Джейн на цыпочках вышла из комнаты и вернулась минуту спустя, неся одеяло и подушку.

— Положи подушку ему под голову, и тогда ты, наверное, сможешь выбраться, не потревожив его.

— Хорошая идея. 

— Ладно, я пошла спать. Я совершенно вымотана. 

— Разве ты мне не расскажешь, как вы провели ночь в городе? 

— Да нечего особенно рассказывать, правда. С Ричардом очень весело, и мы хорошо провели время. У него потрясающий нюх на разные крутые точки в городе — мы нашли такие места, о которых я никогда раньше и не слышала, несмотря на то, что всю жизнь здесь живу. 

Джейн отправилась в ванную готовиться ко сну, а Элизабет бережно приподняла голову Уильяма и подложила под неё подушку. Затем она медленно и осторожно поднялась на ноги и устроила подушку у него под головой поудобнее.

Уильям пошевелился, и веки его затрепетали.

— Лиззи?.. — сонно пробормотал он.

— Тш-ш-ш, — прошептала она. — Все хорошо. Спи.

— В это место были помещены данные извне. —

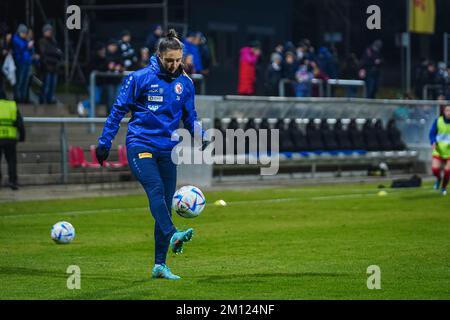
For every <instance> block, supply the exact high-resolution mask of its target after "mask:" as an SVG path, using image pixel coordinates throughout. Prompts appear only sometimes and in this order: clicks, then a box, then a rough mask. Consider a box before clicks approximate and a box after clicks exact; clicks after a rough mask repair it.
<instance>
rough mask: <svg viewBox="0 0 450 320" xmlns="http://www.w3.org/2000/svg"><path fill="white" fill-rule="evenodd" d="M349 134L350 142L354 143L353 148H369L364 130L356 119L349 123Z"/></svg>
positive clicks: (365, 148)
mask: <svg viewBox="0 0 450 320" xmlns="http://www.w3.org/2000/svg"><path fill="white" fill-rule="evenodd" d="M347 131H348V135H349V137H350V142H351V143H352V148H353V149H354V150H367V146H366V143H365V141H364V137H363V134H362V132H361V131H360V130H359V129H358V126H357V124H356V120H355V119H352V120H351V121H350V123H349V125H348V129H347Z"/></svg>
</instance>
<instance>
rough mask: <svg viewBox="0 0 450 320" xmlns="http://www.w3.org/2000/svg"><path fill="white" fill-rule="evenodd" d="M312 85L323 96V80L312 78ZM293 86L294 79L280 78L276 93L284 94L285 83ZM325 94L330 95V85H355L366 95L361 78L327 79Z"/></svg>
mask: <svg viewBox="0 0 450 320" xmlns="http://www.w3.org/2000/svg"><path fill="white" fill-rule="evenodd" d="M311 83H312V85H313V86H317V88H318V90H319V97H324V96H325V94H324V81H323V80H321V79H316V78H314V79H312V81H311ZM287 84H288V85H292V86H295V85H296V84H297V82H296V81H294V80H291V79H281V80H280V81H279V83H278V94H279V96H280V97H285V96H286V85H287ZM325 84H326V96H327V97H331V96H332V87H356V88H362V97H363V98H365V97H366V83H365V81H363V80H346V79H328V80H327V81H326V82H325Z"/></svg>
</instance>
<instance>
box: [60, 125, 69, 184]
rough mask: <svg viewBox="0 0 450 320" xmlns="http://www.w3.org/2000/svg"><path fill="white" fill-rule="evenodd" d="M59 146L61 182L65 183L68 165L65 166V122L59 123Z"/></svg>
mask: <svg viewBox="0 0 450 320" xmlns="http://www.w3.org/2000/svg"><path fill="white" fill-rule="evenodd" d="M59 138H60V147H61V183H64V184H66V183H67V177H68V172H69V170H68V167H67V137H66V124H65V123H64V122H62V123H61V131H60V137H59Z"/></svg>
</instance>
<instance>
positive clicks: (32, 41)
mask: <svg viewBox="0 0 450 320" xmlns="http://www.w3.org/2000/svg"><path fill="white" fill-rule="evenodd" d="M27 39H28V41H32V42H33V44H34V45H33V55H32V56H31V68H30V69H29V71H28V77H27V89H26V90H25V102H26V103H31V102H32V101H31V99H30V91H31V82H32V81H31V80H32V77H33V74H37V73H38V72H37V70H35V69H34V68H35V67H39V65H40V56H39V55H38V54H37V53H36V44H35V41H34V31H33V30H32V29H31V28H29V29H28V35H27ZM33 102H36V103H39V101H33Z"/></svg>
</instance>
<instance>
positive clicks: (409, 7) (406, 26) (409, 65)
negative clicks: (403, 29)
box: [405, 0, 411, 92]
mask: <svg viewBox="0 0 450 320" xmlns="http://www.w3.org/2000/svg"><path fill="white" fill-rule="evenodd" d="M409 11H410V7H409V0H406V34H407V44H408V45H407V47H406V81H405V82H406V91H407V92H409V91H410V90H411V34H410V32H409Z"/></svg>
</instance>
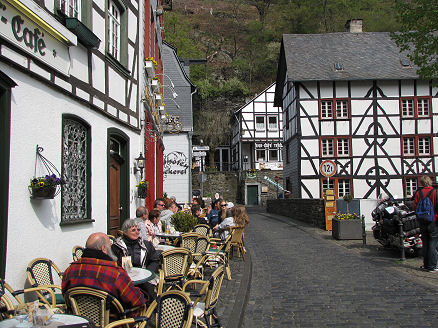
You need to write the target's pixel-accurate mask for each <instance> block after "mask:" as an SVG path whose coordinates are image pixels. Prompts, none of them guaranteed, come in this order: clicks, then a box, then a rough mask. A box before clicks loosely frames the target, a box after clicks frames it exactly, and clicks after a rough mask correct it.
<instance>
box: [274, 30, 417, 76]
mask: <svg viewBox="0 0 438 328" xmlns="http://www.w3.org/2000/svg"><path fill="white" fill-rule="evenodd" d="M282 49H284V53H283V54H281V55H280V56H281V57H280V60H284V58H285V60H286V66H287V73H288V78H289V80H292V81H314V80H317V81H333V80H387V79H417V78H418V75H417V73H416V70H417V67H416V66H411V67H403V66H402V64H401V59H407V57H406V56H404V55H402V54H400V51H399V48H398V47H397V45H396V44H395V42H394V41H393V40H392V39H391V37H390V35H389V33H388V32H362V33H351V32H341V33H326V34H284V35H283V47H282ZM282 55H284V57H283V56H282ZM335 63H340V64H342V65H343V67H344V69H343V70H342V71H337V70H336V69H335ZM283 64H284V63H283ZM411 64H412V63H411ZM279 67H280V66H279ZM283 68H284V66H283ZM278 73H279V74H282V73H284V72H278Z"/></svg>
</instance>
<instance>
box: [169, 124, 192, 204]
mask: <svg viewBox="0 0 438 328" xmlns="http://www.w3.org/2000/svg"><path fill="white" fill-rule="evenodd" d="M163 142H164V147H165V149H164V154H163V155H164V158H166V156H168V155H169V154H171V153H174V152H182V153H184V154H185V156H186V158H187V164H188V166H189V167H188V169H187V170H186V171H187V173H186V174H164V177H163V190H164V192H166V193H167V195H168V196H175V197H176V201H177V202H178V203H183V202H190V201H191V195H190V184H191V181H190V175H189V172H190V168H191V164H192V163H191V159H190V158H189V150H190V149H189V146H190V144H189V137H188V135H187V134H186V133H180V134H171V135H169V134H165V135H164V138H163ZM175 167H178V166H173V165H172V168H175ZM164 170H165V171H166V165H165V167H164Z"/></svg>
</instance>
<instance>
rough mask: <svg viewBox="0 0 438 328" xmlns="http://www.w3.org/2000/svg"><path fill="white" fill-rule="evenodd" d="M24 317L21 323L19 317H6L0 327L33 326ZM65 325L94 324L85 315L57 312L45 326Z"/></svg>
mask: <svg viewBox="0 0 438 328" xmlns="http://www.w3.org/2000/svg"><path fill="white" fill-rule="evenodd" d="M22 317H24V318H25V320H24V321H23V322H22V323H20V322H19V321H18V319H17V318H12V319H5V320H2V321H0V328H13V327H17V328H30V327H33V325H32V323H29V322H28V321H27V315H24V314H23V315H22ZM65 325H80V326H78V328H81V327H83V328H88V327H90V326H93V327H94V325H93V324H90V322H89V321H88V320H87V319H85V318H84V317H80V316H77V315H73V314H60V313H56V314H54V315H53V316H52V317H51V318H50V320H49V321H48V323H47V325H46V326H44V327H48V328H51V327H59V326H65Z"/></svg>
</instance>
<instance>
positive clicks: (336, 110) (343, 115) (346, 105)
mask: <svg viewBox="0 0 438 328" xmlns="http://www.w3.org/2000/svg"><path fill="white" fill-rule="evenodd" d="M336 118H338V119H339V118H348V100H336Z"/></svg>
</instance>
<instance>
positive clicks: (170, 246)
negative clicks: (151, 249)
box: [155, 245, 175, 251]
mask: <svg viewBox="0 0 438 328" xmlns="http://www.w3.org/2000/svg"><path fill="white" fill-rule="evenodd" d="M174 248H175V246H171V245H157V246H155V249H156V250H159V251H168V250H171V249H174Z"/></svg>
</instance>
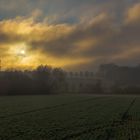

Элизабет укрыла его одеялом и постояла неподвижно, не в силах оторвать взгляд. У него был совершенно очаровательный вид — по-мальчишески беззащитный, уютный и в высшей степени притягательный. И в то же время он выглядел просто невыносимо сексуально, лежа здесь, на этом диване, и ей пришлось подавить в себе мощный импульс, призывавший её разбудить его, взять за руку и отвести в свою спальню на остаток ночи.

Прекрати это. Критический голос вернулся вновь, словно решив выступить на бис. Помнишь все, что ты говорила ему о ваших отношениях и доверии?

Ну, мы могли бы просто держать друг друга в объятиях, пока спим. Он сам предложил мне это однажды, несколько недель назад.

Эта идея показалась ей до невозможности соблазнительной. Она уже потянулась к нему, чтобы разбудить и предложить это, когда ее рука, дрогнув от смущения, замерла у него на плече. Неужели ты всерьёз веришь в то, что если вы окажетесь вместе в одной постели, то ограничитесь только сном?

С виноватой усмешкой она склонилась над спящим и нежно притронулась губами к его губам.

— Спокойной ночи, — прошептала она, гладя его по щеке. — Я люблю тебя.

Элизабет на цыпочках прокралась по коридору в свою комнату и скользнула под прохладное одеяло своей постели, вдруг показавшейся ей невыносимо одинокой, мыслями и сердцем сосредоточившись на мужчине, который спал всего в нескольких шагах от нее по коридору. Похоже, эта ночь будет длинной.